• Mésange

    Quelqu’un me demande pourquoi je n’ai jamais parlé de la mésange ; mais il existe des milliers d’oiseaux, des milliers d’animaux et des milliers de plantes dont je n’ai pas parlé davantage et dont je ne parlerai jamais. Quel portraitiste pourrait faire le portrait de tout le monde, quel paysagiste reproduira tous les jolis coins, je ne dis pas de l’univers, mais d’un simple canton ?
    Disons cependant un mot, un simple mot de la mésange, puisqu’un de mes lecteurs ordinaires se plaint amèrement des mésanges qui, dit-il, ont l’audace, à l’automne, de piquer ses poires à la queue.
    La mésange cependant, monsieur l’amateur de poires, n’est pas un oiseau malfaisant ; mais, je vous en prie, mettez-vous à sa place pour un instant. Ce petit oiseau, qui se marie et fait la noce au printemps, devra, aidé uniquement de son conjoint très fidèle, élever avant l’automne près de quarante petits ; le nid (le nid de la mésange est quelquefois un chef-d’œuvre) sera bâti, si l’on peut et si l’on en trouve assez vite les matériaux, sinon on se logera sans un trou d’arbre creux, dans un trou de roche ou de vieux mur. A la hâte seront pondus douze, quinze et jusqu’à dix-huit œufs. Tout à l’heure ont aura dix-huit grands becs ouverts et qu’il faudra remplir. Que de voyages, que de captures, quelle chasse prodigieusement active cela suppose ! Les voyez-vous, le père et la mère, aller, venir, toujours émus, essoufflés, palpitants ? Chenilles, larves, œufs d’insectes sont détruits par milliers et millions ; mais si la mésange est seulement deux secondes sans rencontrer et sans saisir quelque insecte, c’est trop de temps perdu, elle entend de loin, de très loin, l’appel des dix-huit affamés.

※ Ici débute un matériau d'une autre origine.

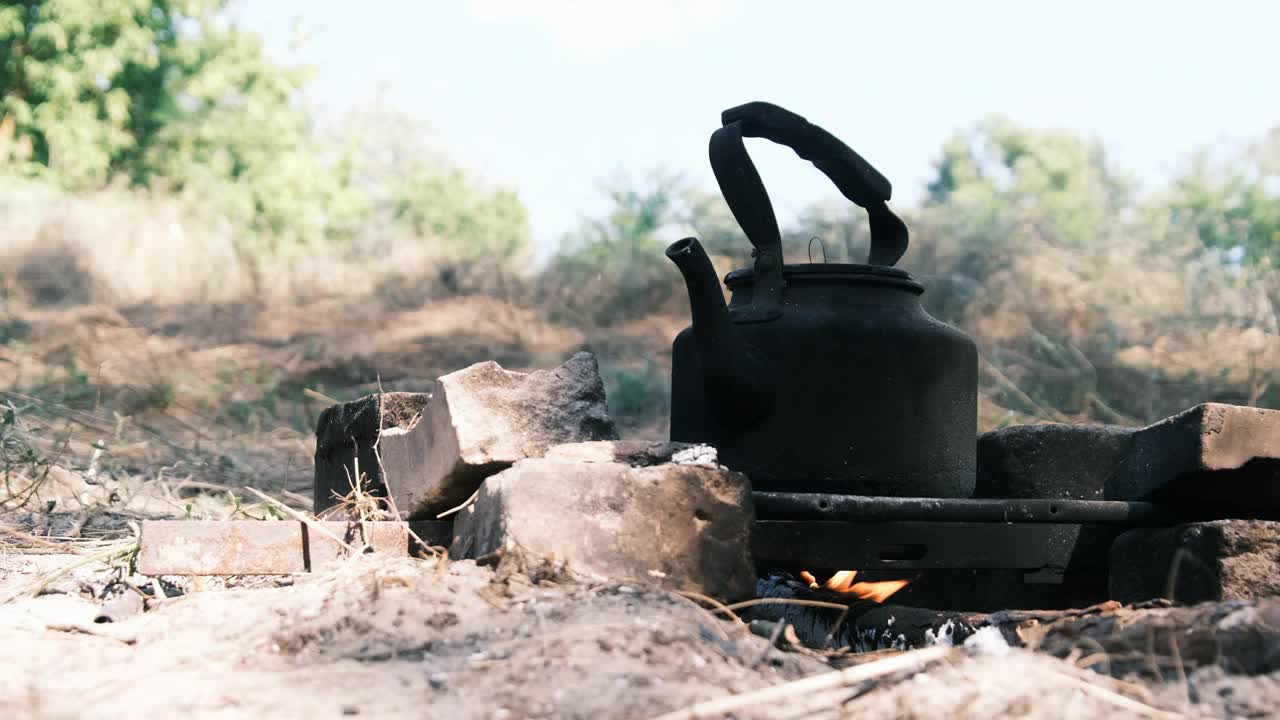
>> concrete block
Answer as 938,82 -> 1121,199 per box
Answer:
449,446 -> 755,600
974,424 -> 1138,500
396,352 -> 618,518
1107,402 -> 1280,507
1110,520 -> 1280,605
312,392 -> 431,515
137,520 -> 452,575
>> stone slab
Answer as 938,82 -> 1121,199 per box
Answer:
1107,402 -> 1280,507
312,392 -> 431,515
974,402 -> 1280,507
396,352 -> 618,519
449,448 -> 755,600
137,520 -> 452,575
974,423 -> 1138,500
1108,520 -> 1280,605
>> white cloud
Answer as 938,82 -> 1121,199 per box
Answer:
471,0 -> 723,55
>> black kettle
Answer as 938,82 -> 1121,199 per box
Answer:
667,102 -> 978,497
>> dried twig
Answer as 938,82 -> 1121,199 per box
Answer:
1057,673 -> 1183,720
244,486 -> 360,555
671,591 -> 728,641
654,638 -> 952,720
435,488 -> 480,520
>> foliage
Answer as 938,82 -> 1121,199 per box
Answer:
927,117 -> 1132,249
541,173 -> 682,324
1155,128 -> 1280,269
0,0 -> 529,257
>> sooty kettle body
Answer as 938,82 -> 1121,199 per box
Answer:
667,102 -> 978,497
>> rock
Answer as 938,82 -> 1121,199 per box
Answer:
974,424 -> 1138,500
544,441 -> 719,468
137,520 -> 452,575
312,392 -> 431,514
396,352 -> 618,518
449,453 -> 755,601
1110,520 -> 1280,603
1107,402 -> 1280,507
974,402 -> 1280,507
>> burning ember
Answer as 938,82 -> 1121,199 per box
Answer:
800,570 -> 911,602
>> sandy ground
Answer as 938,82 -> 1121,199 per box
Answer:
0,543 -> 1280,720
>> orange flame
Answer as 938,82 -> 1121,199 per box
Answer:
800,570 -> 911,602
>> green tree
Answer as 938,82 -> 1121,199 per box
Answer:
0,0 -> 369,242
927,117 -> 1133,247
1153,127 -> 1280,270
541,170 -> 690,324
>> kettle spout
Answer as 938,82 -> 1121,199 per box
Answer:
667,237 -> 767,425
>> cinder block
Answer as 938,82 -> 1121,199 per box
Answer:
137,520 -> 453,575
394,352 -> 618,518
312,392 -> 431,515
449,446 -> 755,600
974,423 -> 1138,500
1107,402 -> 1280,507
1110,520 -> 1280,605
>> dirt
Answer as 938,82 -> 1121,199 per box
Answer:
0,284 -> 1280,720
0,548 -> 826,719
0,540 -> 1280,720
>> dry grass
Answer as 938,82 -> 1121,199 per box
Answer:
0,172 -> 1280,537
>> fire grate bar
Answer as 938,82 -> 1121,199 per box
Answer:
753,492 -> 1256,527
751,520 -> 1120,573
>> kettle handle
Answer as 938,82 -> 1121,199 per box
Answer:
710,102 -> 908,266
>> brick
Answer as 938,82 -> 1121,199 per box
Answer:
449,447 -> 755,600
137,520 -> 452,575
312,392 -> 431,515
1107,402 -> 1280,507
396,352 -> 618,519
974,424 -> 1138,500
1110,520 -> 1280,605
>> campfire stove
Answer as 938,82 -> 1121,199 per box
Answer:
667,102 -> 1280,610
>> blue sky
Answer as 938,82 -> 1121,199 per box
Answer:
233,0 -> 1280,252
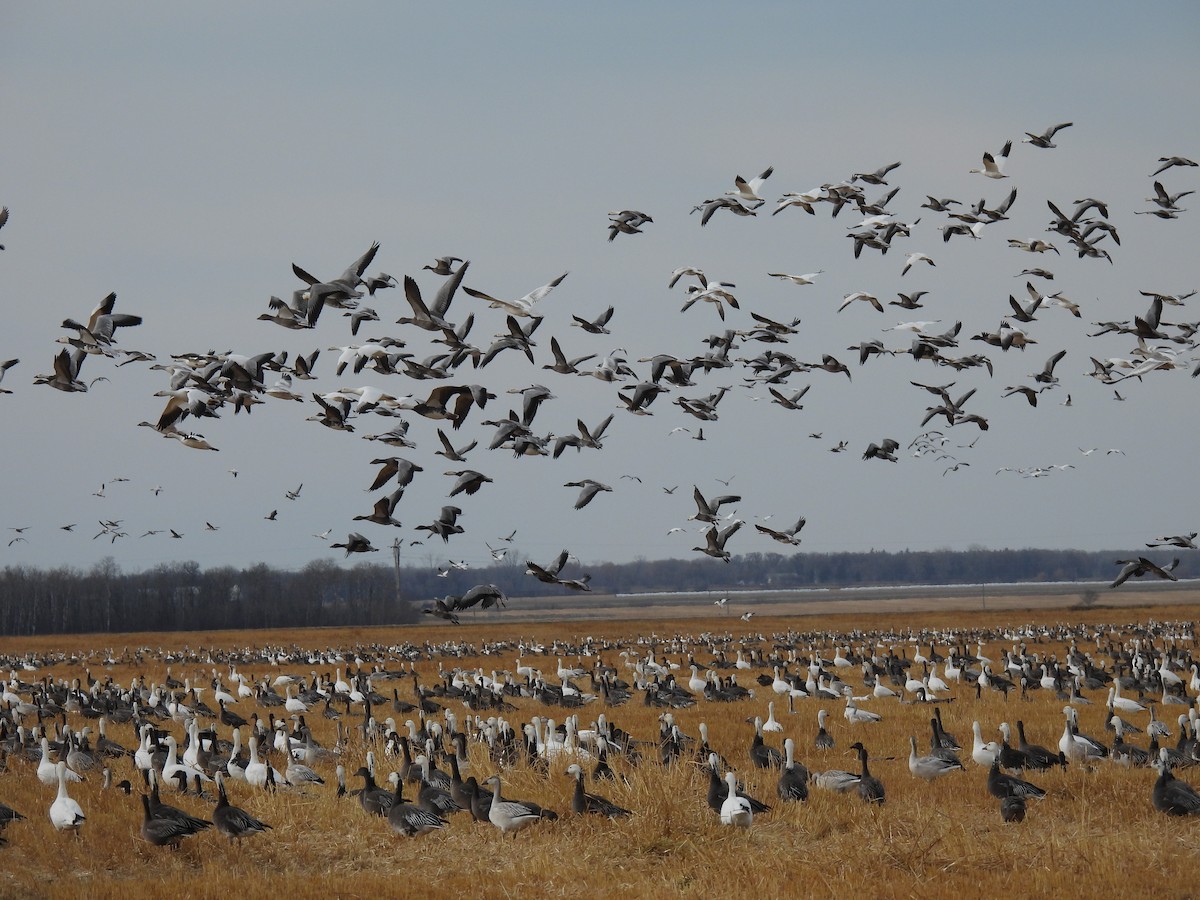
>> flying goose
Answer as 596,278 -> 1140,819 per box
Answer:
967,140 -> 1013,179
463,272 -> 568,319
1021,122 -> 1074,150
1109,557 -> 1180,588
563,478 -> 612,509
726,166 -> 775,209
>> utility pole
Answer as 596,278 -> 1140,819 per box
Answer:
391,538 -> 402,604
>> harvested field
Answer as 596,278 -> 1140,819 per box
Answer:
0,592 -> 1200,899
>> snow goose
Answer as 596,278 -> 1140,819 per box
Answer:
812,709 -> 834,750
812,769 -> 859,793
566,763 -> 632,818
37,736 -> 83,785
988,758 -> 1046,799
708,752 -> 770,812
1150,748 -> 1200,816
142,794 -> 211,848
484,775 -> 542,834
463,272 -> 568,319
750,716 -> 784,769
388,779 -> 449,838
720,772 -> 754,828
1016,719 -> 1064,772
242,738 -> 286,787
908,736 -> 962,781
354,766 -> 402,816
212,772 -> 271,844
1021,122 -> 1073,150
971,719 -> 1000,766
162,734 -> 211,781
1058,706 -> 1109,761
778,738 -> 809,802
50,760 -> 88,834
1108,682 -> 1146,713
850,740 -> 884,803
967,140 -> 1013,179
762,701 -> 784,732
842,685 -> 883,725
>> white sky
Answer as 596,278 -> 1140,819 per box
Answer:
0,2 -> 1200,578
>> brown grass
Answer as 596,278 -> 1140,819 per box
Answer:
0,606 -> 1200,900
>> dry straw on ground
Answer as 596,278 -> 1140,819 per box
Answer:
0,606 -> 1200,900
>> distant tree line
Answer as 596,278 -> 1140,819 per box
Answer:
0,550 -> 1170,635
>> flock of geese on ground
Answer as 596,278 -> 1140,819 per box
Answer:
0,138 -> 1200,580
0,622 -> 1200,846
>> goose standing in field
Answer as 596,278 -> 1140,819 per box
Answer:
0,803 -> 24,846
354,766 -> 395,816
842,697 -> 883,725
778,738 -> 809,803
566,763 -> 632,818
850,740 -> 884,803
908,736 -> 962,781
143,772 -> 212,844
484,775 -> 557,834
162,734 -> 211,781
988,758 -> 1046,799
212,772 -> 271,844
388,778 -> 449,838
142,794 -> 212,848
971,719 -> 1000,767
762,691 -> 791,732
50,760 -> 88,834
1016,719 -> 1066,772
708,752 -> 770,812
750,716 -> 784,769
720,772 -> 754,828
812,709 -> 835,750
37,736 -> 83,785
1000,797 -> 1025,822
1150,748 -> 1200,816
1058,706 -> 1109,762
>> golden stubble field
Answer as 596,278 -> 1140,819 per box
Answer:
0,605 -> 1200,900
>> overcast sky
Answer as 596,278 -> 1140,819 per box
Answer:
0,2 -> 1200,578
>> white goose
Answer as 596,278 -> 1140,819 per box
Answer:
50,760 -> 88,834
1109,682 -> 1146,713
908,736 -> 962,781
226,728 -> 246,781
762,701 -> 784,731
721,772 -> 754,828
37,737 -> 83,785
162,734 -> 212,784
243,736 -> 287,787
971,719 -> 1000,769
841,697 -> 883,725
484,775 -> 541,834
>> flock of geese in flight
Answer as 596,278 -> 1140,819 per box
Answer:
0,622 -> 1200,847
0,135 -> 1200,589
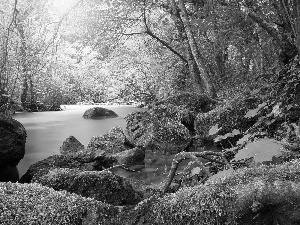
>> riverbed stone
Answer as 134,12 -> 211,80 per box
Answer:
125,111 -> 153,147
194,97 -> 260,147
0,182 -> 121,225
151,92 -> 216,134
32,168 -> 141,205
20,150 -> 115,183
87,126 -> 132,154
0,113 -> 26,168
59,136 -> 84,155
151,119 -> 191,154
83,107 -> 118,119
125,112 -> 191,154
113,147 -> 145,166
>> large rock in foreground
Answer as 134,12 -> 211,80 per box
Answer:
20,150 -> 115,183
194,97 -> 259,147
112,147 -> 146,166
32,168 -> 141,205
0,183 -> 121,225
87,126 -> 132,154
132,160 -> 300,225
125,112 -> 191,154
82,107 -> 118,119
59,136 -> 84,155
0,113 -> 26,169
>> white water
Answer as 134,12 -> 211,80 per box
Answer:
14,105 -> 144,177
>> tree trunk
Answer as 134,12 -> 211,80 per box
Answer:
243,3 -> 299,65
169,0 -> 204,93
178,0 -> 217,98
16,9 -> 29,106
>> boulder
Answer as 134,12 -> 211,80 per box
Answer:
87,126 -> 132,154
125,111 -> 153,147
113,147 -> 145,166
20,150 -> 115,183
0,182 -> 119,225
151,119 -> 191,154
59,136 -> 84,155
135,160 -> 300,225
194,97 -> 260,147
32,168 -> 141,205
125,112 -> 191,154
0,113 -> 26,168
83,107 -> 118,119
151,92 -> 216,134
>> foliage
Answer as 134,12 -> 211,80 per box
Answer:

Tout alors lui est bon : graine légère, fruit dur ou fruit tendre, noisette ou poire, même la chair fraîche ou pourrie ; tout se succédera précipitamment dans les dix-huit engloutissoirs.

     

    Mésange

    Nichoir pour mésanges dans une bûche évidée.

     

    Ah ! les pauvres oiseaux ont bien le temps de respecter vos poires ! Vous-même, volontiers, ils vous dépèceraient.
    Un petit mammifère, un oiseau, même de leur espèce, se meurt-il quelque part, vite ils l’achèvent et le mettent en menus morceaux ; c’est une furie d’action, une furie de recherche et de quête presque sans exemple. Dix-huit enfants à nourrir, savez-vous, ce que c’est ? et ces dix-huit enfants élevés, mis en état de se suffire, le vaillant ménage ne tremblera pas de recommencer l’aventure. Nouvelles noces, nouvelle ponte, et nouvel élevage.
    Aussi les observateurs ont-ils été de tout temps stupéfaits de l’activité prodigieuse de ces oiseaux. Buffon écrit : « On serait porté à croire qu’il entre dans leur organisation une plus grande quantité de matière vivante. »
    Avez-vous vu ces oiseaux défendre leurs petits contre quelque autre animal cinquante fois plus gros qu’eux et même contre l’homme ? Enfant, je voulus un jour dénicher des mésanges ; j’y renonçai saisi presque d’effroi, mais saisi surtout d’admiration et de respect. La mère, gonflée de trois fois sa grosseur, s’était précipitée sur ma main qu’elle piquait et mordait, trépignant, sifflant, soufflant, les yeux en feu, les plumes hérissées et pleines à ce qu’il semblait, de décharges électriques. Je renonçai à ma mauvaise action. Je laissai les petits à cette mère héroïque. Buffon sans doute dut être témoin, lui aussi, de cette bravoure maternelle, car il dit des mésanges «qu’à force de courage elles font respecter la faiblesse.»
    Quel éloge de cet oiseau auquel vous osez reprocher de piquer quelques poires dans votre jardin ! Mais votre jardin, vous ne voyez donc pas que la mésange le nettoie des insectes qui, sans elle, eussent dévoré même vos arbres, dont pas un, seul n’eut vécu sans le secours de cette intrépide travailleuse. Le plus grand mal que puissent faire deux ou trois nichées de mésanges affamées, lorsque l’insecte ne se trouve pas en assez grande abondance, c’est d’attaquer les mouches à miel. Quand les petits ont faim, on ne sait pas ce que peut oser une telle mère.
    Si les lions et les ogres avaient, chaque année, à nourrir un pareil nombre d’enfants, la terre ravagée
    par eux ne serait plus habitable.

     Mais les mésanges ont droit à cette reproduction nombreuse vu leur utilité pour la destruction des insectes qui sont le fond de leur nourriture. En dépit, de quelques fruits grugés ou piqués dans les vergers, on les a rangés parmi les oiseaux utiles, et l’on a eu raison. Noubliez donc jamais, braves gens, qui, vous plaignez de quelques poires endommagées, que les insectes, si nous n’avions pas l’oiseau, nous emporteraient l’arbre. Cessez donc de vous plaindre de la mésange, et qu’au moins son courage vous fasse, comme à Buffon, respecter sa faiblesse.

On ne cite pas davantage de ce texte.